In this blog, I will continue my discussion on ejabberd’s socket infrastructure. For the sake of simplicity, let’s write a simple echo service module, which receives any packet from the client, and echo the packet back.

Register our listener

First, we must register our service in the ejabberd’s config file:

%% file: ejabberd.cfg 
{listen,
  [
   %% ...
   {5555, echo_service, []},
   %% …
  ]}

Quick and dirty echo service

Our echo service will be listening at 5555/tcp. Now let’s write a handler for this port, we start out with a gen_fsm skeleton:

%%%-------------------------------------------------------------------
%%% @author Chi Zhang <elecpaoao@gmail.com>
%%% @copyright (C) 2012, Chi Zhang
%%% @doc
%%%  echo service demo
%%% @end
%%% Created : 24 May 2012 by Chi Zhang <elecpaoao@gmail.com>
%%% file: echo_service.erl 
%%%-------------------------------------------------------------------
-module(echo_service).

-behaviour(gen_fsm).

%% API
-export([start_link/2]).

-export([start/2,
         socket_type/0]).
     
%% gen_fsm callbacks
-export([init/1, state_name/2, state_name/3, handle_event/3,
     handle_sync_event/4, handle_info/3, terminate/3, code_change/4]).

-define(SERVER, ?MODULE).

-include("ejabberd.hrl").

-record(state, {sockmod, csock, opts}).

%%%===================================================================
%%% API
%%%===================================================================

start(SockData, Opts) ->
    start_link(SockData, Opts).

socket_type() ->
    raw.

start_link(SockData, Opts) ->
    gen_fsm:start_link(?MODULE, [SockData, Opts], []).

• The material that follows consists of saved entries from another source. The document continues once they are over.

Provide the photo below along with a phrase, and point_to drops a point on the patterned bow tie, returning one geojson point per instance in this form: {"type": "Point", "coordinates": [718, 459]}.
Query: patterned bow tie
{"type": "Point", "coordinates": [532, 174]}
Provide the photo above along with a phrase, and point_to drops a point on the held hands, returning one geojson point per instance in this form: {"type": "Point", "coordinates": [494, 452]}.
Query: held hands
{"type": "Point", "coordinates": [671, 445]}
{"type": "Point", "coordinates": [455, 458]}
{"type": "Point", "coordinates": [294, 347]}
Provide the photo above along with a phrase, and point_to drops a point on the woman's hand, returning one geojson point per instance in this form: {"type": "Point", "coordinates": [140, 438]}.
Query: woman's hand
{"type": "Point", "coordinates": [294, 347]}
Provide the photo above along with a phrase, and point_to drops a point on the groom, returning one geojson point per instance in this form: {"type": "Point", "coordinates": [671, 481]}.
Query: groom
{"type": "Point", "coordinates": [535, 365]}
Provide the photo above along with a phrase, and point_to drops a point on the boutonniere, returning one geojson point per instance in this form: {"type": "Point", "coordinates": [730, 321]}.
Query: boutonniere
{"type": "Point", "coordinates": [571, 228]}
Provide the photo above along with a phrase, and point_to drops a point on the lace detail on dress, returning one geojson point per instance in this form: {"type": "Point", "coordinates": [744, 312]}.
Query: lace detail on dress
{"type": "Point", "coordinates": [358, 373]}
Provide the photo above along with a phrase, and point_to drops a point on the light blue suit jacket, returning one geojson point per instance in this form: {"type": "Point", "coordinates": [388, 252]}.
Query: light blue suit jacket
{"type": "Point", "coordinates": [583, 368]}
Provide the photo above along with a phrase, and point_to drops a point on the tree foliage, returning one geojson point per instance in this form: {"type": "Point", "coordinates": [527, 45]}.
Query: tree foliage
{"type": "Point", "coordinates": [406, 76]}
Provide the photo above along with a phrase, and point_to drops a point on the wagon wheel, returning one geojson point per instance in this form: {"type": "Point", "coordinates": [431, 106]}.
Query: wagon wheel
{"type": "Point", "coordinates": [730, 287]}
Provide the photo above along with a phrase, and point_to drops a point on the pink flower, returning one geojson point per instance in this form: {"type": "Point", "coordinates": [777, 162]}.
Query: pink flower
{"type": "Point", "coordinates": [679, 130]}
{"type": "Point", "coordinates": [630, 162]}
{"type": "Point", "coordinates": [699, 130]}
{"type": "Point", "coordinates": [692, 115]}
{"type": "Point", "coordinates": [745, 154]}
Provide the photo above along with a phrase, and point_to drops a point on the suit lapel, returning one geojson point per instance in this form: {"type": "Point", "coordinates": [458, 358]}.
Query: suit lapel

%%%===================================================================
%%% gen_fsm
%%%===================================================================

init([{SockMod, CSock}, Opts]) ->
    ?ERROR_MSG("start with sockmod: ~p csock: ~p opts: ~p", [SockMod, CSock, Opts]),
    State = #state{sockmod=SockMod, csock=CSock, opts=Opts},
    activate_socket(State),
    {ok, state_name, State}.

state_name(_Event, State) ->
    {next_state, state_name, State}.

state_name(_Event, _From, State) ->
    Reply = ok,
    {reply, Reply, state_name, State}.

handle_event(_Event, StateName, State) ->
    {next_state, StateName, State}.

handle_sync_event(_Event, _From, StateName, State) ->
    Reply = ok,
    {reply, Reply, StateName, State}.

handle_info({_, CSock, Packet}, StateName, #state{sockmod=SockMod}=State) ->
    ?ERROR_MSG("received: ~p", [Packet]),
    SockMod:send(CSock, Packet),
    activate_socket(State),
    {next_state, StateName, State};
handle_info({tcp_closed, _CSock}, _StateName, State) ->
    ?ERROR_MSG("client closed: ~p", [State]),
    {stop, normal, State};
handle_info(_Info, StateName, State) ->
    ?ERROR_MSG("received: ~p", [_Info]),
    {next_state, StateName, State}.

terminate(_Reason, _StateName, _State) ->
    ?ERROR_MSG("terminated ~p", [_Reason]),
    ok.

code_change(_OldVsn, StateName, State, _Extra) ->
    {ok, StateName, State}.

%%%===================================================================
%%% Internal functions
%%%===================================================================

activate_socket(#state{csock=CSock}) ->
    inet:setopts(CSock, [{active, once}]).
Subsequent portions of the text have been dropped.